Cottenie Ellen, Kochanski Andrzej, Jordanova Albena, Bansagi Boglarka, Zimon Magdalena, Horga Alejandro, Jaunmuktane Zane, Saveri Paola, Rasic Vedrana Milic, Baets Jonathan, Bartsakoulia Marina, Ploski Rafal, Teterycz Pawel, Nikolic Milos, Quinlivan Ros, Laura Matilde, Sweeney Mary G, Taroni Franco, Lunn Michael P, Moroni Isabella, Gonzalez Michael, Hanna Michael G, Bettencourt Conceicao, Chabrol Elodie, Franke Andre, von Au Katja, Schilhabel Markus, Kabzińska Dagmara, Hausmanowa-Petrusewicz Irena, Brandner Sebastian, Lim Siew Choo, Song Haiwei, Choi Byung-Ok, Horvath Rita, Chung Ki-Wha, Zuchner Stephan, Pareyson Davide, Harms Matthew, Reilly Mary M, Houlden Henry
MRC Centre for Neuromuscular Diseases, UCL Institute of Neurology, Queen Square, London WC1N 3BG, UK; Department of Molecular Neurosciences, UCL Institute of Neurology, Queen Square, London WC1N 3BG, UK.
Neuromuscular Unit, Mossakowski Medical Research Centre Polish Academy of Sciences, Centre of Biostructure, Medical University of Warsaw, Pawinskiego 5, 02-106 Warsaw, Poland.
Am J Hum Genet. 2014 Nov 6;95(5):590-601. doi: 10.1016/j.ajhg.2014.10.002. Epub 2014 Oct 30.

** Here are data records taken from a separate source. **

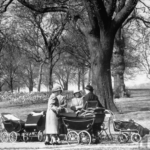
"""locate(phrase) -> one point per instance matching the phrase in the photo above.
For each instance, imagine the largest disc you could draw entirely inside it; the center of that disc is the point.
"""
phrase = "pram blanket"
(131, 125)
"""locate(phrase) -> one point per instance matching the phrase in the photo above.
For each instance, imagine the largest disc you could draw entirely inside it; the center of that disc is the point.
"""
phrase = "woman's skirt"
(51, 126)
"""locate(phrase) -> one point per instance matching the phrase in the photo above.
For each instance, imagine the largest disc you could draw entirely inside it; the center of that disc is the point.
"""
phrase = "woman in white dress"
(51, 126)
(77, 101)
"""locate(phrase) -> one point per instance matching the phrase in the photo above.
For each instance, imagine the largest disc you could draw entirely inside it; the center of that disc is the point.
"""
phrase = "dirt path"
(41, 146)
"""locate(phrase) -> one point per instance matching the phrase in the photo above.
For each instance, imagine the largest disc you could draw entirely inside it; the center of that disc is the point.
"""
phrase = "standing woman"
(53, 108)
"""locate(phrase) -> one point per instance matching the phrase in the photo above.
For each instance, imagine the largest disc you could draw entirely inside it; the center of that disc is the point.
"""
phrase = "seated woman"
(77, 101)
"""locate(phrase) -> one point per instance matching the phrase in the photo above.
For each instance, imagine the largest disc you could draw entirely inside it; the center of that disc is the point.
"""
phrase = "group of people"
(57, 103)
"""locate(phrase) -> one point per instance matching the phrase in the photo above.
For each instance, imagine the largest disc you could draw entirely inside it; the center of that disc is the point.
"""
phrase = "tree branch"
(123, 14)
(62, 8)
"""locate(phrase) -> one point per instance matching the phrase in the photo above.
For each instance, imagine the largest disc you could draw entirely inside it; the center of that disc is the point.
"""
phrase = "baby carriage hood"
(11, 122)
(35, 121)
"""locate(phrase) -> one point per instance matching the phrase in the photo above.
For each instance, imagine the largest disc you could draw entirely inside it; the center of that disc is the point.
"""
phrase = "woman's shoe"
(47, 143)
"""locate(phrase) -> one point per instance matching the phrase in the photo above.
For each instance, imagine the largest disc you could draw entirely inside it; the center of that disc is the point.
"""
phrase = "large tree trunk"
(0, 86)
(30, 85)
(119, 65)
(83, 85)
(101, 73)
(50, 76)
(11, 84)
(65, 85)
(40, 77)
(79, 78)
(89, 76)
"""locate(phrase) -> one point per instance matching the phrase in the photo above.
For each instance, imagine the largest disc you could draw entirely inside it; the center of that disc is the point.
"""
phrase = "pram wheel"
(13, 136)
(135, 137)
(122, 138)
(84, 137)
(25, 137)
(72, 137)
(40, 136)
(4, 137)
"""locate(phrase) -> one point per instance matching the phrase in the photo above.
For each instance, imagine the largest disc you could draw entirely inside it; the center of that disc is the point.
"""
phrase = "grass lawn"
(137, 108)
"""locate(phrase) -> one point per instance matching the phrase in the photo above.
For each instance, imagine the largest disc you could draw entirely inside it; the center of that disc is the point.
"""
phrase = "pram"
(82, 128)
(35, 126)
(12, 127)
(128, 130)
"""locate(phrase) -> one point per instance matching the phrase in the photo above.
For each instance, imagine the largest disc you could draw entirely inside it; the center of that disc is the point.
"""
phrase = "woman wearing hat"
(51, 126)
(77, 101)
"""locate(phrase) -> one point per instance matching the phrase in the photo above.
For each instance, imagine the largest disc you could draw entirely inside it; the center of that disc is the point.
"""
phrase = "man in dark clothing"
(90, 96)
(88, 101)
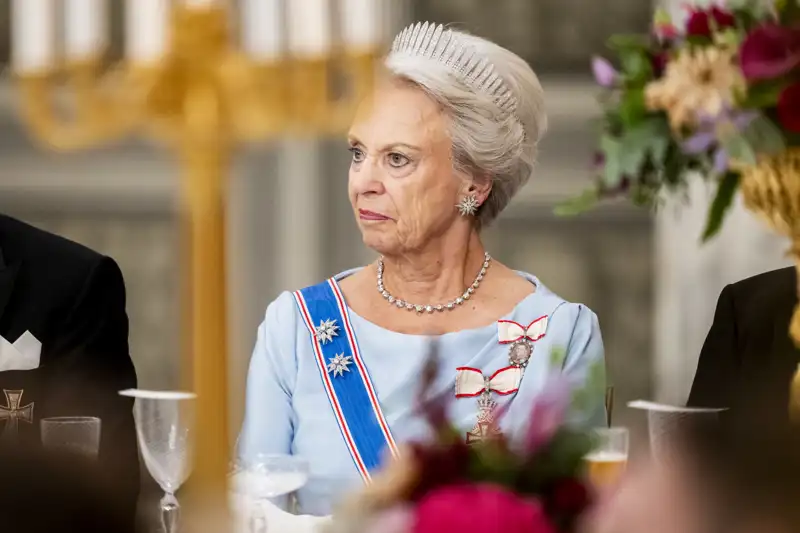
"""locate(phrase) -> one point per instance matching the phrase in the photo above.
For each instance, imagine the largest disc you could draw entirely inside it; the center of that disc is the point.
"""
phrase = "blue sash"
(344, 376)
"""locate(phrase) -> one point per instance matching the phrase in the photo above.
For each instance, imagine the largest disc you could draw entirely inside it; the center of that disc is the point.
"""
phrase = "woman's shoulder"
(545, 302)
(284, 308)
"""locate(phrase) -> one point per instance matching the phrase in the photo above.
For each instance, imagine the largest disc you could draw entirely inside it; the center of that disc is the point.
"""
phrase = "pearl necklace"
(449, 306)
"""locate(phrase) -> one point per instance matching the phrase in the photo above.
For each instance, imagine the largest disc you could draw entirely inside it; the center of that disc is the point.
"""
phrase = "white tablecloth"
(277, 520)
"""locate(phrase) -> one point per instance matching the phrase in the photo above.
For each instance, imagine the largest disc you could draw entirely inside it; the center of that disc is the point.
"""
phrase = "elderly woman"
(444, 143)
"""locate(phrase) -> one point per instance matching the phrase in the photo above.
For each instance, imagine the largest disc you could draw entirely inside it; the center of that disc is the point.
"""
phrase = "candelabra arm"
(99, 114)
(205, 154)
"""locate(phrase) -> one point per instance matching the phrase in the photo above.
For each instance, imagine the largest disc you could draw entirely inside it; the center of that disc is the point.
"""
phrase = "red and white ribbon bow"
(509, 331)
(472, 382)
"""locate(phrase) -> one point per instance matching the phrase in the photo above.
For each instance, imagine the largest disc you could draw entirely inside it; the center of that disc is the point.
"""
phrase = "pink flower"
(789, 108)
(702, 22)
(604, 73)
(769, 51)
(479, 509)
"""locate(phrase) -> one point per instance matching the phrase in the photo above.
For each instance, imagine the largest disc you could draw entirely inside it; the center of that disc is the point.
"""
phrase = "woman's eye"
(358, 154)
(397, 160)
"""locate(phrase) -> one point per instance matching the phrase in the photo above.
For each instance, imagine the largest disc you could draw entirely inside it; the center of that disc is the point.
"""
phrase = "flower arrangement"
(715, 96)
(531, 485)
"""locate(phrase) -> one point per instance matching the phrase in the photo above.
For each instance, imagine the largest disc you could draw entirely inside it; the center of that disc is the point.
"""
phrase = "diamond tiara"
(433, 41)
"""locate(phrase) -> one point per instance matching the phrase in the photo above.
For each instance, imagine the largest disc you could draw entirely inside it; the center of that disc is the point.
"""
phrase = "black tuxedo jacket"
(748, 359)
(73, 301)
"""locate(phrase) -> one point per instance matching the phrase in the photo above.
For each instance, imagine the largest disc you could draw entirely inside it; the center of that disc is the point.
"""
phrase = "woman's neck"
(435, 275)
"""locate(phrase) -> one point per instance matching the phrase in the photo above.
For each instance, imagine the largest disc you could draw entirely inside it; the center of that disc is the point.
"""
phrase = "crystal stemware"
(259, 477)
(165, 426)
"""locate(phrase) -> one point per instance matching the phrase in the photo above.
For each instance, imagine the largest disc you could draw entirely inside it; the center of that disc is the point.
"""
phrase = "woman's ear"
(479, 188)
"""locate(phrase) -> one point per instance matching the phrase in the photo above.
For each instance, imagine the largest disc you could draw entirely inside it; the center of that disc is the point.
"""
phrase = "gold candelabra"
(771, 189)
(202, 99)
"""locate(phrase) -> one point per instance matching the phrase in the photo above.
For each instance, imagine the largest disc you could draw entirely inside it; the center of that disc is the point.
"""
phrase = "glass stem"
(170, 513)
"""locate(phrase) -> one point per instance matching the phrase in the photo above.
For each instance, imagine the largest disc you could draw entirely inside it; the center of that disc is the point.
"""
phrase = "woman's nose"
(366, 178)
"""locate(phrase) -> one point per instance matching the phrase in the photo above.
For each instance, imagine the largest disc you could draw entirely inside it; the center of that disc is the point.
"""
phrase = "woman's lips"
(363, 214)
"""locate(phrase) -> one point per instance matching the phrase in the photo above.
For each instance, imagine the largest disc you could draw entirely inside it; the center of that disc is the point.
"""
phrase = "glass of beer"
(606, 462)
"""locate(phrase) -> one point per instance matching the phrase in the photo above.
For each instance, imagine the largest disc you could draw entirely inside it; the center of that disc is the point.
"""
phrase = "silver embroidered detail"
(326, 330)
(432, 41)
(339, 364)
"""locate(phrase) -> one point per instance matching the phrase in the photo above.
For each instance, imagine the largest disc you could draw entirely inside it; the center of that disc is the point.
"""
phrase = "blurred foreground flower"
(532, 484)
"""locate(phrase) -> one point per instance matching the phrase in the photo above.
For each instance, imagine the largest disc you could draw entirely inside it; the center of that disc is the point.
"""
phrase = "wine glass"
(73, 434)
(607, 461)
(259, 477)
(165, 427)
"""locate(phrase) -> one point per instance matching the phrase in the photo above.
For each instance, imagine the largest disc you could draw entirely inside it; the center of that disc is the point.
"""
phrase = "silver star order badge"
(327, 330)
(339, 365)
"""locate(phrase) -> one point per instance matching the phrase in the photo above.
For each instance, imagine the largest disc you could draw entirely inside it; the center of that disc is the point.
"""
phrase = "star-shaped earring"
(468, 205)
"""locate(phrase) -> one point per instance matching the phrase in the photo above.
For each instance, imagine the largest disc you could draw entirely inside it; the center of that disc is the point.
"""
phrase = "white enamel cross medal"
(484, 428)
(520, 339)
(470, 382)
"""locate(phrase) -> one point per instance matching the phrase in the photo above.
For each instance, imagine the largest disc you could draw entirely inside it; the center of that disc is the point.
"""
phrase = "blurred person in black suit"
(748, 359)
(71, 300)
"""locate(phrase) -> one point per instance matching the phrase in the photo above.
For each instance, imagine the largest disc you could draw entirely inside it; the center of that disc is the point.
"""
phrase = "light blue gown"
(287, 410)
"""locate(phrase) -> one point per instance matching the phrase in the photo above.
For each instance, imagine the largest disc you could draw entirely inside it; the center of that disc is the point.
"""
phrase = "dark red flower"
(789, 108)
(769, 52)
(569, 497)
(441, 465)
(659, 62)
(703, 21)
(477, 508)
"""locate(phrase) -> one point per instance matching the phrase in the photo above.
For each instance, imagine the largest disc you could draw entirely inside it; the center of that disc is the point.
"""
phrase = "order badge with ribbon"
(520, 339)
(470, 383)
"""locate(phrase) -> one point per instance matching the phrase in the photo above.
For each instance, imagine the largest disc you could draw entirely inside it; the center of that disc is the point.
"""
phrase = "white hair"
(488, 143)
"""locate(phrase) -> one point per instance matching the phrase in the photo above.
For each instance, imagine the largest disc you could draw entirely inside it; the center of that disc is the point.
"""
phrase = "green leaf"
(632, 108)
(675, 164)
(722, 203)
(662, 16)
(558, 354)
(636, 66)
(612, 160)
(647, 139)
(764, 137)
(763, 94)
(738, 148)
(580, 204)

Using a combination of exome sequencing and linkage analysis, we investigated an English family with two affected siblings in their 40s with recessive Charcot-Marie Tooth disease type 2 (CMT2). Compound heterozygous mutations in the immunoglobulin-helicase-μ-binding protein 2 (IGHMBP2) gene were identified. Further sequencing revealed a total of 11 CMT2 families with recessively inherited IGHMBP2 gene mutations. IGHMBP2 mutations usually lead to spinal muscular atrophy with respiratory distress type 1 (SMARD1), where most infants die before 1 year of age. The individuals with CMT2 described here, have slowly progressive weakness, wasting and sensory loss, with an axonal neuropathy typical of CMT2, but no significant respiratory compromise. Segregating IGHMBP2 mutations in CMT2 were mainly loss-of-function nonsense in the 5' region of the gene in combination with a truncating frameshift, missense, or homozygous frameshift mutations in the last exon. Mutations in CMT2 were predicted to be less aggressive as compared to those in SMARD1, and fibroblast and lymphoblast studies indicate that the IGHMBP2 protein levels are significantly higher in CMT2 than SMARD1, but lower than controls, suggesting that the clinical phenotype differences are related to the IGHMBP2 protein levels.
我们运用外显子组测序和连锁分析相结合的方法,对一个英国家庭进行了研究。该家庭中有两名40多岁的患病兄弟姐妹,患的是隐性2型夏科-马里-图斯病(CMT2)。我们鉴定出免疫球蛋白解旋酶μ结合蛋白2(IGHMBP2)基因的复合杂合突变。进一步测序发现,共有11个CMT2家庭存在隐性遗传的IGHMBP2基因突变。IGHMBP2突变通常会导致1型呼吸窘迫型脊髓性肌萎缩(SMARD1),大多数婴儿在1岁前死亡。此处描述的CMT2患者有缓慢进展的肌无力、肌肉萎缩和感觉丧失,具有典型的CMT2轴索性神经病,但无明显呼吸功能损害。在CMT2中分离出的IGHMBP2突变主要是基因5'区域的功能丧失性无义突变,同时伴有最后一个外显子的截短移码突变、错义突变或纯合移码突变。预计CMT2中的突变与SMARD1中的突变相比侵袭性较小,成纤维细胞和淋巴母细胞研究表明,CMT2中IGHMBP2蛋白水平明显高于SMARD1,但低于对照组,这表明临床表型差异与IGHMBP2蛋白水平有关。